И вот бабушки не стало.

Против своей воли, но все-таки повинуясь воле покойной, папа и мама похоронили бабушку церковным обрядом. Прошли дни. Катино горе притупилось, и она слегка ожила…

Как-то раз папа и мама начали осмотр бабушкиной комнатушки. Папа говорил, что в ней надо привести все в порядок, хотя и так все было в отличном порядке. Мама выразилась по-другому: «Освободиться от хлама». Вот тут-то и начались дивные чудеса, бесповоротно изменившие жизнь многих других семей, а не только Катиной.

Бабушкина комнатка в длину была — четыре шага, в ширину — два с половиной. Треть комнатки занимал старый-престарый комод с зеркалом, напротив комода стояла железная кровать, а в правом углу — тоже очень старая тумбочка. Ходить можно было только боком. На тумбочке были книги и иконы маленькие, а большие иконы, украшенные так, что заглядишься, висели над тумбочкой. Сорок пять икон и иконок было у бабушки.

— Иконы не выкидывайте, иконы отдайте мне! — звонко и дерзко заявила Катя.

Папа и мама оторвались от разбора бабушкиных бумаг и уставились на дочь.

— А тебе они зачем? — спросил наконец папа очень грозно, притом растягивая слова.

— А затем, — ответила Катя. — Бабушка их мне оставила и вам так наказала, я все знаю! Мои они! И вообще… по воскресеньям мы ходили не на рынок, а в церковь, вот. Э-э! — и Катя, сама того не ожидая, разинула рот и показала родителям язык… да и затряслась вдруг в горьких рыданиях. Спасли эти рыдания Катю от родительской расправы, и все дальнейшее выяснение шло почти в спокойном тоне.

— Ну-ка, ну-ка, — сказал папа и притянул к себе Катю, — расскажи об этом поподробнее.

И Катя с удивлением почувствовала, что не может рассказать так, как ей хотелось бы, так, чтобы родители поняли. О, если бы могла им все объяснить бабушка, но ведь даже и ее родители не понимали. Как-то так уж получалось, что всегда, когда а они с бабушкой выходили из храма, раздав всем просящим милостыню, вылетало быстро из Катиной головы то, что она видела и слышала, забывались молитвы и возгласы, из памяти души выветривалось чувство благоговения, которым она была охвачена в храме. Жизнь улицы и дома совсем не походила на жизнь храма, где, как говорила бабушка, живет Бог. Оказалось, что и историй бабушкиных, которых была, пожалуй, тысяча, не помнит она совсем. Папа ждал, а Катя не знала, с чего начать… Папа погладил ее по голове:

— Оболванила тебя бабка, чепуху всякую в головенку вдолбила…

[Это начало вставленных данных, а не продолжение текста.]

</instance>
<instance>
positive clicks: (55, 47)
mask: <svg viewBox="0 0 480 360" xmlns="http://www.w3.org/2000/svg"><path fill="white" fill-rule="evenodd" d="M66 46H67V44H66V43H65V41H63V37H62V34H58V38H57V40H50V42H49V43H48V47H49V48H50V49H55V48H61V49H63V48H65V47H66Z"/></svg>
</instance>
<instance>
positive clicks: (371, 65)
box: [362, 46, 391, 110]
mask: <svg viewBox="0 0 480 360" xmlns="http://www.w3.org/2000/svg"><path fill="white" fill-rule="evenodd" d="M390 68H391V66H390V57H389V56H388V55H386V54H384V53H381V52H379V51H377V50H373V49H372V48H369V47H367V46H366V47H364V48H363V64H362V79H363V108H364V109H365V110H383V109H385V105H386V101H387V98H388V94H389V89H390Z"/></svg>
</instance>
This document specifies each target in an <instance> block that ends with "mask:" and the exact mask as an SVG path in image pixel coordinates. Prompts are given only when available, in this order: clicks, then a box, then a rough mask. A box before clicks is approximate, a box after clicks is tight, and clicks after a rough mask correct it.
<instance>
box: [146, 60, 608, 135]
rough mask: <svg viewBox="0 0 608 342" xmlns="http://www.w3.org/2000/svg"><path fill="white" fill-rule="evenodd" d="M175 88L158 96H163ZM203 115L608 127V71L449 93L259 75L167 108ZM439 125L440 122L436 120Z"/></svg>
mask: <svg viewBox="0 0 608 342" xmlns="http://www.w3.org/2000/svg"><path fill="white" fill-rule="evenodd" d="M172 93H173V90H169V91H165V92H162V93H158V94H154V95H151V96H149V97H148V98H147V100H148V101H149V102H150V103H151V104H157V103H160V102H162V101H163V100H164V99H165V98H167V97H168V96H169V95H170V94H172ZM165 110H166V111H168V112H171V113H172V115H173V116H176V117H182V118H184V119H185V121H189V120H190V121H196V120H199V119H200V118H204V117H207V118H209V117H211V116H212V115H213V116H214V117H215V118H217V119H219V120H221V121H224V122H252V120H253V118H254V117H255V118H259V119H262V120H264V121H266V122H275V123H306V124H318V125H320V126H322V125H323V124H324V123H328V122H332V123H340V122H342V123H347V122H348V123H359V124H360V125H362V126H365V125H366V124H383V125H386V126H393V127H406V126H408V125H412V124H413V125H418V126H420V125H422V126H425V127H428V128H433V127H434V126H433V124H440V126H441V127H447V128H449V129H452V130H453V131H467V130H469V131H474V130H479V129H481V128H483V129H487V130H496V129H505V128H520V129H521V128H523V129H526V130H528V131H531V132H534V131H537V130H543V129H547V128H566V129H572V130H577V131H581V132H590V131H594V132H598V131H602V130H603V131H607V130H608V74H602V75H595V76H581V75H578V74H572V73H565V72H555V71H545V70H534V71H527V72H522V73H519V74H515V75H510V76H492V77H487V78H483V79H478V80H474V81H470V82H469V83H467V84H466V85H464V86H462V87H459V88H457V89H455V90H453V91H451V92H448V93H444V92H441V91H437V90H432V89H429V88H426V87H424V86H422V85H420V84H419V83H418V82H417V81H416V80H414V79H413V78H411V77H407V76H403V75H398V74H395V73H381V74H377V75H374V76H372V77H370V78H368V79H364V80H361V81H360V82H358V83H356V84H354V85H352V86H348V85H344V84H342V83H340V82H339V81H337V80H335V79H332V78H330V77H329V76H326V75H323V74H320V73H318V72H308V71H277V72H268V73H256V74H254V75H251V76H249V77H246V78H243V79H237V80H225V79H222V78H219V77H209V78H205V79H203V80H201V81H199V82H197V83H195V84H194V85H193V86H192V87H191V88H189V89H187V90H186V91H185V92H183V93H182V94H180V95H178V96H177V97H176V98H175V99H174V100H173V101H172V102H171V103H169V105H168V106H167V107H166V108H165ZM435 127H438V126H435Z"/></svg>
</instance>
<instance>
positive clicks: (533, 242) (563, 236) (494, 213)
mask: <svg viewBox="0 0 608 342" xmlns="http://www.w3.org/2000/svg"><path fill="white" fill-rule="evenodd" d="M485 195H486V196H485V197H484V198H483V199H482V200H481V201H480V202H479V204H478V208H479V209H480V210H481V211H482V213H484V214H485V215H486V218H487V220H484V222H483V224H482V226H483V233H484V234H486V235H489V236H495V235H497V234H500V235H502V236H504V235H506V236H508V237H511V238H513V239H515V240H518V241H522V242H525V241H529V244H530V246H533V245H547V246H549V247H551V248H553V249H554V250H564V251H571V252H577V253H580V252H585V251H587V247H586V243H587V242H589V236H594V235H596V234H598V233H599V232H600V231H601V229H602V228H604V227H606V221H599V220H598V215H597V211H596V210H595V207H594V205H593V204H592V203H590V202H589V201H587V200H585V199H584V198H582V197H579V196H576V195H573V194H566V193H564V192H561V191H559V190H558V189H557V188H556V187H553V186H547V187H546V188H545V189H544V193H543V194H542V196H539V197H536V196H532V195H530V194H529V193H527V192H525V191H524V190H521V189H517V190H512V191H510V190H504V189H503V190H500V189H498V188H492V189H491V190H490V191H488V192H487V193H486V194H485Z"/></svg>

Это папино богохульство и преобразило Катю. Никто из нас не знает, отчего наш взор часто просветляется тогда, когда нам сказано злое слово. Один Бог знает. Сколько раз от нас отскакивали умные и правильные нравоучения, а один лишь вздох укоризненный приводил вдруг в доброе чувство! Неведомы нам тайны собственной души, Один Бог их ведает. И Катя начала рассказывать. Оказалось, что она помнит, как крестили ее два года назад. Ничего больше не осталось в памяти от того времени, а крещение — помнит.

И если ее рассказ ошеломленным родителям покажется тебе, мой дорогой читатель, слишком складным для шестилетней девочки — не удивляйся: Бог даст, и у тебя случится такое же, если о Нем тебе придется говорить.

— Сначала было рождество Богородицы… — начала она.

— Какое рождество? Какой Богородицы? — вскричал папа. — Ты о ваших с бабкой делах говори.

— Никаких дел нету, — невежливо глянула Катя на папу. — А началось все с рождества Богородицы.

Больше папа не перебивал.

— Без Нее бы и Спасителя Христа не было, а значит, и вообще ничего бы не было, потому что не было бы христиан, а без них люди давно бы загрызли друг друга, как ты Понырева все загрызть хочешь. Папе и маме Богородицы, Иоакиму и Анне, Она была подарком от Бога. Праздник есть такой, осенью бывает — Рождество Богородицы. И вся земля в это время рождает, людям плоды отдает, которые ей Бог повелевает отдавать.

А в Христово Рождество, зимой, наоборот, на земле тишина и покой. Христос тихо родился, в пещере, в городе Вифлееме. Папа у Христа — Бог, а мама, Богородица, — человек, а Сам Христос, значит, Богочеловек, Бог Сын. Вся земля, все люди Его Рождению внемлют, ждут. И как родился — радуются, а до этого постились, ждали… А нехристи, когда христиане постятся, Новый год празднуют. А какой же Новый год, когда Христа еще нет? Не от чего года отсчитывать! А свершилось Рождество — тут и время наше пошло. Потом маленького Христа Спасителя в храм принесли Богородица и Иосиф-плотник, а Симеон праведный — он триста лет жил, ему обещано от Бога было, что не умрет, пока Спасителя мира не увидит, — сказал: «Ныне отпущаеши раба Твоего, Владыко, по глаголу Твоему с миром». Эту песню на каждой всенощной поют.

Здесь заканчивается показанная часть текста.